[DOC] number of results for k is unclear
tenpura-shrimp opened this issue · comments
k Integer Optional The number of results returned by the k-NN search. Default is 10.
It appears that k is actually the number of results per shard not total, though I'm not totally sure. This seemed unclear from earlier
Thanks for creating the issue, @tenpura-shrimp ! We'll take a look. Can you please post the link to where you found the statement?
oops, sorry, I got here from the following page: https://opensearch.org/docs/latest/query-dsl/specialized/neural/
In my research, I found this: "The k value refers to the total number of neighbor results returned across all shards for a given query vector, not per shard." @navneet1v - Can you please confirm?
@hdhalter @tenpura-shrimp
Please refer this highlighted section of the k-NN docs that provides better info: https://opensearch.org/docs/latest/search-plugins/knn/approximate-knn/#:~:text=k%20is%20the,value%20of%2010%2C000.
Now on neural search docs it says The number of results returned by the k-NN search
I can understand from where the confusion is coming.
To just clear out the confusion, the behavior is little different what is the underline k-NN engine you are choosing.
Just to simplify for native engines: K
the max number of documents which will be returned per segments of a shard.
and for Lucene engine, k
is the number of docs returned per shard.

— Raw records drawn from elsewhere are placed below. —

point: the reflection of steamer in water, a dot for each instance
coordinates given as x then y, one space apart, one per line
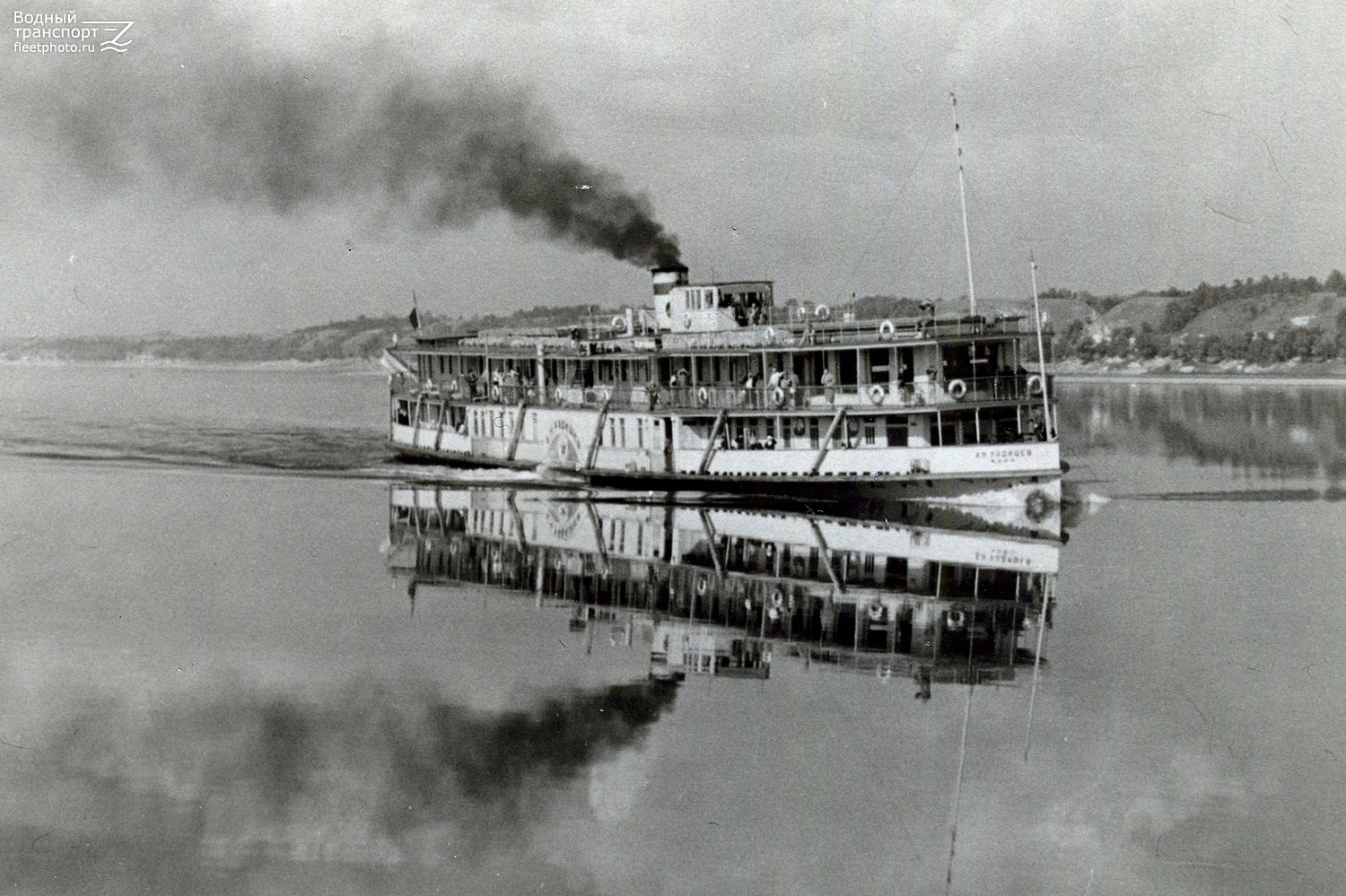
721 589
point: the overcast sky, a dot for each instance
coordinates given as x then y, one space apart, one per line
256 167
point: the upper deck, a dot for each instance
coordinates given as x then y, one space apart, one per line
726 346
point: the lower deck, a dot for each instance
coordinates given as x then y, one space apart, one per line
936 454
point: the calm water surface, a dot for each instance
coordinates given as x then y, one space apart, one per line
241 653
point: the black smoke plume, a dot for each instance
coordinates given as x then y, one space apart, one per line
357 124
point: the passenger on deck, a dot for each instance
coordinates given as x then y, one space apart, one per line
829 382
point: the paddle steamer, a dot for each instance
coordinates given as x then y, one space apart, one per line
713 387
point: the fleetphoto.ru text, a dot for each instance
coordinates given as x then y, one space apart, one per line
43 32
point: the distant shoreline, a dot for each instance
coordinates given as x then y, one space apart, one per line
1209 379
328 365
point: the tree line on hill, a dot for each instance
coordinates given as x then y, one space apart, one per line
1168 336
1173 335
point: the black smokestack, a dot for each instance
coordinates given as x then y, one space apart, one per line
355 126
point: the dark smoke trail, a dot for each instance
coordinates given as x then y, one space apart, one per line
242 772
350 126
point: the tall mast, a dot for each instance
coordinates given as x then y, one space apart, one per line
1042 354
963 201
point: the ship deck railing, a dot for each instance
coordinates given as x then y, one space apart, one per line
781 398
780 328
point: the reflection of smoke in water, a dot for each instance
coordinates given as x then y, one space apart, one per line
371 778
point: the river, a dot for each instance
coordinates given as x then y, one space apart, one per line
244 651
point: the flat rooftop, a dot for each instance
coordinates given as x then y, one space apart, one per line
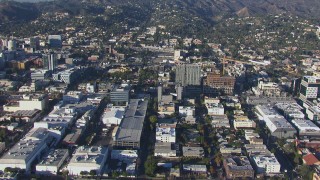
53 158
130 128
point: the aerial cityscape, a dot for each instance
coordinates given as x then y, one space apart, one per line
167 89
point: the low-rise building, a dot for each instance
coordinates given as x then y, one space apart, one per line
187 111
238 167
52 162
267 89
113 115
29 102
306 127
243 122
166 132
124 155
128 134
165 149
195 169
67 76
290 110
192 151
277 124
266 164
72 97
28 150
120 94
219 121
88 158
215 109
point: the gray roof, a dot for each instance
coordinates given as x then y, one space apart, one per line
131 126
53 158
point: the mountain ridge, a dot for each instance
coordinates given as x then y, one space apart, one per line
206 9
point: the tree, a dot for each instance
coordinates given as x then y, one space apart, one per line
305 171
93 172
83 173
153 119
150 166
218 159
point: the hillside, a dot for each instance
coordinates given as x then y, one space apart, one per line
207 9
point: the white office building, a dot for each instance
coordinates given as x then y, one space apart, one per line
72 97
277 124
266 164
88 158
113 115
187 110
166 133
215 109
124 155
306 127
52 162
29 102
28 150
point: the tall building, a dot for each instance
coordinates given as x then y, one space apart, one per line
50 61
55 41
310 88
215 83
11 45
35 43
188 74
159 90
120 94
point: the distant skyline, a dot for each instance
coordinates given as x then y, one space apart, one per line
33 1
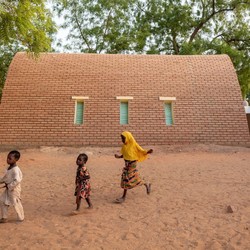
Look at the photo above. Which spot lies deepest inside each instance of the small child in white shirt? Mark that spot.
(12, 193)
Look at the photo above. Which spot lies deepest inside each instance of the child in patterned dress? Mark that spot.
(131, 153)
(12, 193)
(82, 182)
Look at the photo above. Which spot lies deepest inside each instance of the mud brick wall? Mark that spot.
(37, 106)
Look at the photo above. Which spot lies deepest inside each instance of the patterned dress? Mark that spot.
(130, 176)
(82, 183)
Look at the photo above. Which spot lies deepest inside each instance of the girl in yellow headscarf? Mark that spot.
(131, 152)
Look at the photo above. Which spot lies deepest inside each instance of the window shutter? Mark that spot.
(124, 113)
(168, 114)
(79, 113)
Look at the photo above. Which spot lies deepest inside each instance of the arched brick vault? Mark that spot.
(37, 106)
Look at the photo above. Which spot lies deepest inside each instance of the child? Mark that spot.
(131, 153)
(12, 192)
(82, 182)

In both the cases total number of results that will be returned to coordinator nodes from each shard will be capped to size
. and then finally for an opensearch index the final total number of results be capped to size
from size*shards
results.
I hope this clarifies.
To make sure I'm understanding what we're saying @navneet1v:
Let's assume a shard contains 4 shards each contains an index with 4 documents.
- In a native engine,
k
measured as the max number of documents returned per segment, so we would set a max of4
documents per segment of a shard. - In Lucene, since
k
is the max number of docs per shards, a max of16
would make more sense.
Am I understanding this correctly?
Let's assume a shard contains 4 shards each contains an index with 4 documents.
I think there is some typo. @Naarcha-AWS can you please fix it so that I understand what is the exact question here.